The penny-per-ounce tax on sugar sweetened beverage in Cook County, Illinois, will be repealed following a 15-1 vote to do so by the Cook County Commissioners on Oct. 11.
The tax had only gone into effect Aug. 2, but the county’s Finance Committee recently said that it has become “increasingly clear” that the Sweetened Beverage Tax Ordinance, approved and adopted on Nov. 10, 2016, “is a regressive tax which will cause immediate and irrevocable hardship to businesses in Cook County and put those businesses in competitive disadvantage to businesses nearby.”
The Food Marketing Institute (FMI) released the following statement from Jennifer Hatcher, chief public policy officer, on the repeal: “We are pleased that the Cook County Commissioners heard the concerns of constituents and grocers and voted to repeal the county’s beverage tax. The loss of business caused by this burdensome and regressive tax, which has only been in effect since August, stunned local grocery stores and community members. Although the tax’s impact on local communities has been significant, we are inspired by the way Cook County residents channeled their outrage into an overwhelming grassroots response. We thank Illinois Food Retailers Association, Illinois Retail Merchants Association, American Beverage Association, Illinois Beverage Association and every store owner, associate and customer who spoke up against the tax. Because of these efforts, the repeal will take effect Dec. 1, 2017. We encourage food retailers and citizens facing beverage taxes across the country to continue to make their voices heard.”
Also expressing its approval, Teamsters Local 727, which represents nearly 2,000 beverage industry workers throughout Cook County, said the repeal “means that working families will no longer be required to pay an exorbitant amount of money for soft drinks, fruit juices and other beverages. It also means that Chicago-area beverage industry workers, thousands of whom are represented by Local 727, will no longer be at risk of losing their jobs as a result of the tax.”
It was estimated that more than 6,000 jobs could be shed by the industry because of the penny-per-ounce beverage tax. Lost wages were projected to be as high as $321 million for beverage production workers and delivery drivers. Cook County was expected to lose $1.3 billion in economic activity with businesses shuttered and consumers shopping beyond Cook County for groceries and beverages, the union said.

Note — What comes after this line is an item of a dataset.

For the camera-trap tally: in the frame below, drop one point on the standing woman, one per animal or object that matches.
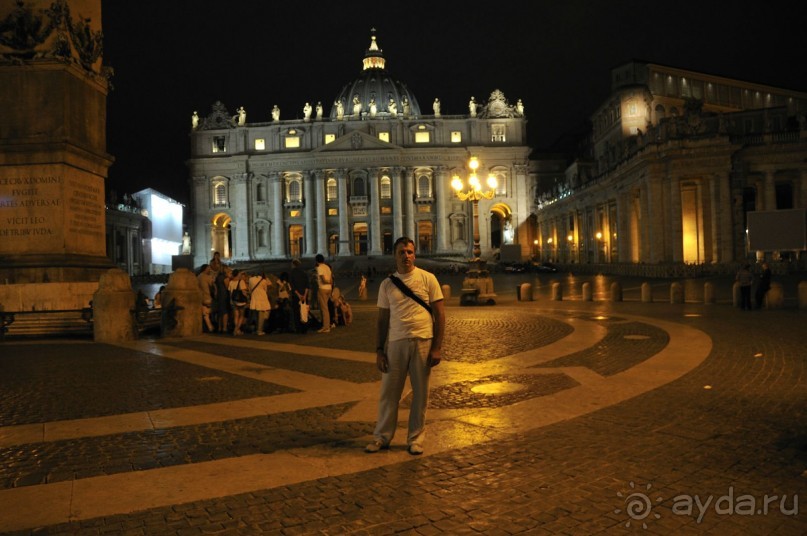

“Finally, the Cook County Board has done the right thing for millions of consumers and thousands of beverage industry workers in the metropolitan area,” said John Coli Jr., secretary-treasurer of Local 727. “From the first day this poorly-constructed tax plan was introduced, Local 727 remained committed to protecting hardworking Teamsters and their good-paying jobs. Our legislators need to pursue sustainable solutions to satisfy the budget without nickel-and-diming Cook County’s working families time after time.”
The union added that it has urged the Cook County Board to abandon similar beverage tax proposals, providing data on the detrimental effects such levies have had on workers and industry in cities like Berkeley, California, and Philadelphia. The Teamsters have asked lawmakers to consider other taxes, including rideshare surcharges, “which could meaningfully increase revenue over time.”
Local 727 represents workers at Pepsi, Coca-Cola Refreshments, Great Lakes Coca-Cola Distribution, Dr. Pepper Snapple and Home Juice.